La difficulté. Si les avantages sont tellement évidents, pourquoi cette mesure n'a-t-elle jamais été envisagée? La réponse est simple: parce que seuls les impôts directs sont «progressifs» alors que les impôts indirects ne tiennent pas compte du niveau de vie et de la richesse du consommateur (réalité qui n'est pas vraiment ébranlée par quelques impôts frappant de manière spécifique les produits de luxe). Il n'est pas facile pour la gauche d'inscrire dans son programme un glissement des impôts directs vers les impôts indirects. Guy Verhofstadt devrait réfléchir à ce problème de présentation. Il n'est pas exclu qu'il soit la raison pour laquelle le mémorandum n'est pas présenté comme une contribution de la Belgique au Sommet, mais comme une initiative de son Premier ministre. La mise au point d'un document commun de la majorité libéral-socialiste aurait demandé une négociation et des compromis, avec un risque de dilution.
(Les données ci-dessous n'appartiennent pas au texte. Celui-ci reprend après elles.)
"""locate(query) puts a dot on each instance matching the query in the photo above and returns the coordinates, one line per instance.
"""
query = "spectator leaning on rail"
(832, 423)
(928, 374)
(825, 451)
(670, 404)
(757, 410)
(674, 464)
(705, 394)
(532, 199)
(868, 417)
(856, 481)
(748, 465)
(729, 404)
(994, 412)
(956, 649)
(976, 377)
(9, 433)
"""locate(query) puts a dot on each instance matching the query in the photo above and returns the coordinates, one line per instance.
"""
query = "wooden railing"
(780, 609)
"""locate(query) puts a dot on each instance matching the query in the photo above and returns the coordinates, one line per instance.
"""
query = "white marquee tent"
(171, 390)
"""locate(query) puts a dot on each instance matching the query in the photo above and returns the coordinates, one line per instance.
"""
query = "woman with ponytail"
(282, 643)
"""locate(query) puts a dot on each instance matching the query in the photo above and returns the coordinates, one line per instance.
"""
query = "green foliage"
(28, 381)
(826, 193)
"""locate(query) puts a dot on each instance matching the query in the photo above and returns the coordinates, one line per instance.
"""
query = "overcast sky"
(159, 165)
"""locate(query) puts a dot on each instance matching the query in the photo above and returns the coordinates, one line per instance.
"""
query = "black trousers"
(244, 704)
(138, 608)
Les autres idées. Le document dans son ensemble représente une tentative de réponse aux «faiblesses structurelles» de l'UE et affirme l'exigence d'un pilotage européen de la stratégie de Lisbonne. M. Verhofstadt ne conteste pas la création de plans nationaux, car la participation directe des gouvernements, des parlements nationaux et des partenaires sociaux est indispensable pour le succès de la stratégie, mais les initiatives doivent être cohérentes, en évitant en particulier le dumping social et fiscal. En outre, certains efforts - l'achèvement du grand marché sans frontières, l'augmentation de l'effort de recherche - ne peuvent être que communs. L'une des faiblesses actuelles de la stratégie de Lisbonne réside, selon M.Verhofstadt dans «la méthode ouverte de coordination, trop peu contraignante. À force de se contenter de dessiner des tableaux ou de rédiger des rapports égrenant et comparant les résultats des Etats membres, l'UE a peu à peu pris des allures de groupe de réflexion économique». Je reviendrai demain sur les idées du Premier ministre belge. (F.R.)